Bu konuda çalışmalar yapan ihracatçılar için tavsiyem, işin püf noktası olarak bu analizi basit tutmalarında fayda var.
Yapmaları gereken şey bir tablolama çalışması olacak. Tabloda sol tarafta; asgari ücret, işgücü adam/saat maliyeti, çalışanların ortalama maaşları, enflasyon oranı, döviz kuru (dolar/TL ya da Euro/TL hangisi ile çalışıyorlarsa) yazılabilir. Sonraki adımda bunların karşı tarafa verdiğiniz ilk teklif tarihinden bugüne yüzde kaç artmış onu göstermeniz gerekiyor. Eğer 2023 yılı sonlarında verdiğiniz teklif ile başladığınız bir projeden söz ediyorsak şu anda yaptığınız bu tablo şu mesajı verecekti: “Siz ihracatçı olarak ilk teklifi verdiğiniz günden bu yana çalışanlarınıza enflasyon üzerinde maaş zam artışı yaptınız, taşeron işçilerin adam/saat ücretleri TÜİK enflasyonundan daha da fazla arttı fakat bunların yanında döviz kuru sadece yüzde 15 artış gösterdi. Dolayısıyla siz teklif aşamasında öngörülenden çok daha yüksek bir maliyete katlanmaya başladınız ve bu sizin etki alanınız dışında kalan bir konu.”
Çalışmanızda karşı tarafa verilecek ana mesaj bu olmalı. Siz kendi zaman dilimlerinize ilişkin verdiğiniz ilk teklif tarihi, 2024 başı, 2024 yıl ortası, 2024 yıl sonu tahmini, 2025 yılı, 2026 yılı başlıkları altında karşılaştırmalarınızı yapabilirsiniz.

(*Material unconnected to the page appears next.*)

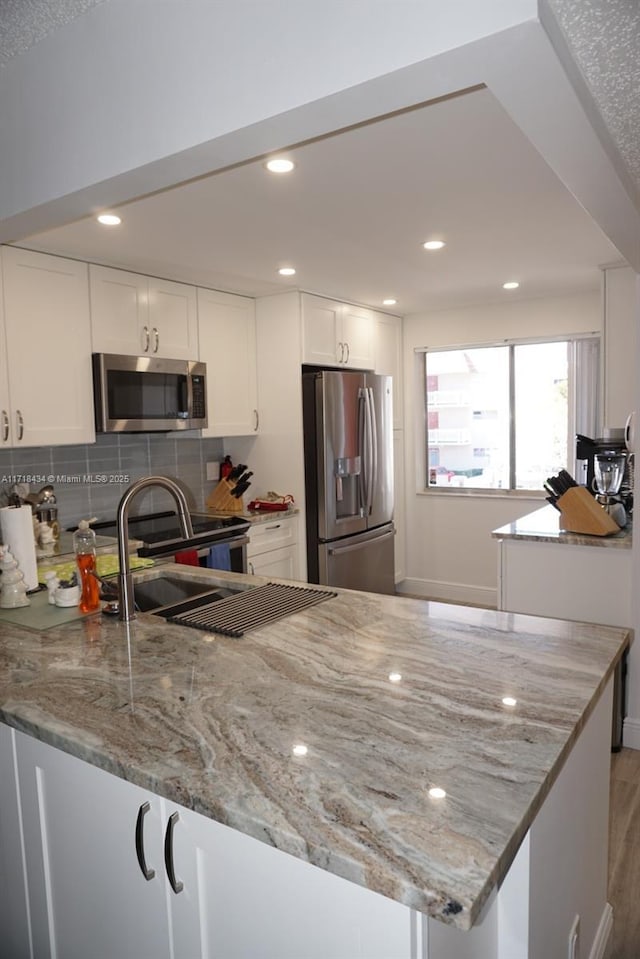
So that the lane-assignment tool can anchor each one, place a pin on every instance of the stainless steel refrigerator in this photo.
(348, 441)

Bu yazıyı yazma amacım aslında sorun ile başa çıkmaya ihracatçıların çok kompleks karmaşık hesaplamalar içinde kaybolmadan basit şekilde durumu karşı tarafa anlatabilmelerine destek olmak. Diğer yandan bir amacım da yurtdışına yıllara yaygın proje yükleniciliği yapan ihracatçıların şu anda yaşadıkları fiyatlandırma sıkıntıları için de bir farkındalık yaratmak. İhracatçılar meslek odaları vasıtasıyla bence bu durumu daha da fazla gündeme getirmeliler. Yoksa yazının başında bahsettiğim gibi konu sadece ihracatçının kur beklentisi şeklinde çok basit ve alışılagelmiş bir sıkıntı olarak kalıyor.